I woke up this morning to the news that my brother in-law’s father who was diagnosed with cancer a year ago, had passed away of a sudden heart complication, only to find out an hour later that he is not yet dead. Although in a coma, he is still exhibiting vital signs. I see deep mystery present in every day. That is the life I lead. A life in which profound energy moves through my body when I am in meditation, and I, way too frequently sense the thoughts and emotions of souls that are near death, near birth and near the threshold in between. The far out part of it all is that leaving the university freaks me out but THIS does not. I am at home, traveling through other dimensions and seeking ways to help heal others. At the risk of sounding like Yogi Berra, it all started at the beginning.
I have always had a sense of reverence for the unseen. I knew from my early days that if all we did was focus on what we can see, hear, touch, feel or taste that we would miss many magic moments in our lives. These moments reveal extraordinary purpose but are so easily dismissed by our rational mind. As a child, I loved to read about the Catholic saints, the Indian yogis, stories of past lives, time travel, and prophecy. This was way more interesting to me than math or any of the physical sciences. This passion for the deep mysteries of life has never left me and I am not allowed to leave it. I have witnessed an evolution in my experience of the unseen. What I am about to reveal to you may make you uncomfortable and it may even force you to question my sanity. That’s okay. It’s time to let it all hang out. If I am going to quit my job and start living in public the life my family and I have lived in private, then keeping this information from you makes no sense to me. My first book is not about my metaphysical experiences. It is about the transformative moment in the lives of influential characters both historical and contemporary. However, my moment only makes sense within the context and recognition of my own extraordinary experiences.

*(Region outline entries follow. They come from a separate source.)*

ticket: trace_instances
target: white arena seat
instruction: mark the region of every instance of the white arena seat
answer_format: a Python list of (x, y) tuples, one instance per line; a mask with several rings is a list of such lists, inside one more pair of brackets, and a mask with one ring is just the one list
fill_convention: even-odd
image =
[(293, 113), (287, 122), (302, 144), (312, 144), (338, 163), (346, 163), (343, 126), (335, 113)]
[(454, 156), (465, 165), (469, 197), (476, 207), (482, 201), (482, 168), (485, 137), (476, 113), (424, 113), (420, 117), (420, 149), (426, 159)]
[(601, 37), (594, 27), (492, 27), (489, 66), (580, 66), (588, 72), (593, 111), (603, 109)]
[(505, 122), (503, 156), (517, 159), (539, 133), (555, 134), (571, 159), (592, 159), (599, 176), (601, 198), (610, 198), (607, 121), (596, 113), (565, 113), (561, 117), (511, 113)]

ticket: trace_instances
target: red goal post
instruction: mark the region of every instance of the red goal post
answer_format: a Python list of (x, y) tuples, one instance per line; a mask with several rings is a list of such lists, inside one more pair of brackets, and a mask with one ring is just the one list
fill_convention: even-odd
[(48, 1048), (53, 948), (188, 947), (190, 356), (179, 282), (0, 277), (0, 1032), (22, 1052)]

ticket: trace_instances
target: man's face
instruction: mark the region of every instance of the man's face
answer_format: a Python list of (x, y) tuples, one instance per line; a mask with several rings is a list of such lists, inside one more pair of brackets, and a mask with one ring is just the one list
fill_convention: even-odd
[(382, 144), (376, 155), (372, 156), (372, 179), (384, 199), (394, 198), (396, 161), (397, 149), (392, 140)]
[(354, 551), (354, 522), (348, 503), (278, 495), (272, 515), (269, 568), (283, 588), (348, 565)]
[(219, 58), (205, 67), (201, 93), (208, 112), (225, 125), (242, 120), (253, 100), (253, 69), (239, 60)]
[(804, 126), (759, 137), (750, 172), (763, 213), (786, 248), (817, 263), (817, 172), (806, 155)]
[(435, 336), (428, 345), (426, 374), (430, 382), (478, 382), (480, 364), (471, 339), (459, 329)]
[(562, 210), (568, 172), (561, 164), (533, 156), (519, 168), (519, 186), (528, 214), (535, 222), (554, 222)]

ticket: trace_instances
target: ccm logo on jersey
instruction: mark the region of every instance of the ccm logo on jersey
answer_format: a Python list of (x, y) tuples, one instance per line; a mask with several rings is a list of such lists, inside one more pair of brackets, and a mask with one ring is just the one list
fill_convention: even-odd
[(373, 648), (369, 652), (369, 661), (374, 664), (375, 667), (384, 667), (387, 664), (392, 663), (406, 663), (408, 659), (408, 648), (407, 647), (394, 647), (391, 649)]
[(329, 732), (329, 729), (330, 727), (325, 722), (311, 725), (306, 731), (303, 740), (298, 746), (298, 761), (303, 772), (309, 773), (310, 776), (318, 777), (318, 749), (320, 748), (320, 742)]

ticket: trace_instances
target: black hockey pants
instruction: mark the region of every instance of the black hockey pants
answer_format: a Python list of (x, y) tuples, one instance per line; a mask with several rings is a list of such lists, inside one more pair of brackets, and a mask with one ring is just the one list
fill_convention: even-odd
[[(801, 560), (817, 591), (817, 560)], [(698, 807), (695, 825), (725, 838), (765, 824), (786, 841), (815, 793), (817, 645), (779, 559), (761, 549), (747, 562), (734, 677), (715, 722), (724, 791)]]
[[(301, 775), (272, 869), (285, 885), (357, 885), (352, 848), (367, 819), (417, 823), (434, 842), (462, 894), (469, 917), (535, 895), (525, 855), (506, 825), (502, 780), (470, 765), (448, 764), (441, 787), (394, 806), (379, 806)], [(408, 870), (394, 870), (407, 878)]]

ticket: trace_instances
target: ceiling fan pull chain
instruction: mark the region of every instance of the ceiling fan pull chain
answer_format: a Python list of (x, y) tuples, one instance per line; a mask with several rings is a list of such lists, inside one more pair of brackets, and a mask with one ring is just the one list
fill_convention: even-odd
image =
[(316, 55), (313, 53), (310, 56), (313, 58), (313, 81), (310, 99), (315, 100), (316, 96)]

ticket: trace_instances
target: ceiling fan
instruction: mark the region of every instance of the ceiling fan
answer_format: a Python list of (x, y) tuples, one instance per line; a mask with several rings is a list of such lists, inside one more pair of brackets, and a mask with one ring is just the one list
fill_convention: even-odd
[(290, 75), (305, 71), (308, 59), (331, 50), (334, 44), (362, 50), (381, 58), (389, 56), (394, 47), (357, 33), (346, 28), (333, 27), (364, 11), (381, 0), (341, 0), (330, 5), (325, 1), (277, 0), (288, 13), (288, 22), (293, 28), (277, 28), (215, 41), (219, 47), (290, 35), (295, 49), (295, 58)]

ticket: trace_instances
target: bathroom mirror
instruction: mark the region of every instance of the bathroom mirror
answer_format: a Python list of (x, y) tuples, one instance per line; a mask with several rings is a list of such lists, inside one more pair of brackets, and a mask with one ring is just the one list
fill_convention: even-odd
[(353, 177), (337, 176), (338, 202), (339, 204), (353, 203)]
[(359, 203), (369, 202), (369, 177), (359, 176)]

It began as a feeling that there were others in the room when I was alone, to seeing and communicating with spirits in my room. I would be kept awake and be drawn to my sacred space for hours in the middle of the night. Like, John Edward from Crossing Over, my meditation of choice was the Rosary. The Rosary became a doorway to extrasensory communication and the information that would be revealed was always for the healing of the mind, body and spirit. This call to prayer takes me over and does not let me rest until I am clear on the information that is to be revealed. My higher self counsels those that are crossing over either from this physical plane to the next, confused spirits holding on to guilt or souls questioning whether this is the right time to incarnate. In time, I will reveal more details but until then, please stay open to mystery. Listen to your heart and try not to judge the information you receive as possible or impossible. Just sit with it. Trust that you are being guided by forces that are all too safe. These forces are teaching us all. It is all possible. Feel free to remind me of this if I have a freak out episode on my way to Resignation Day.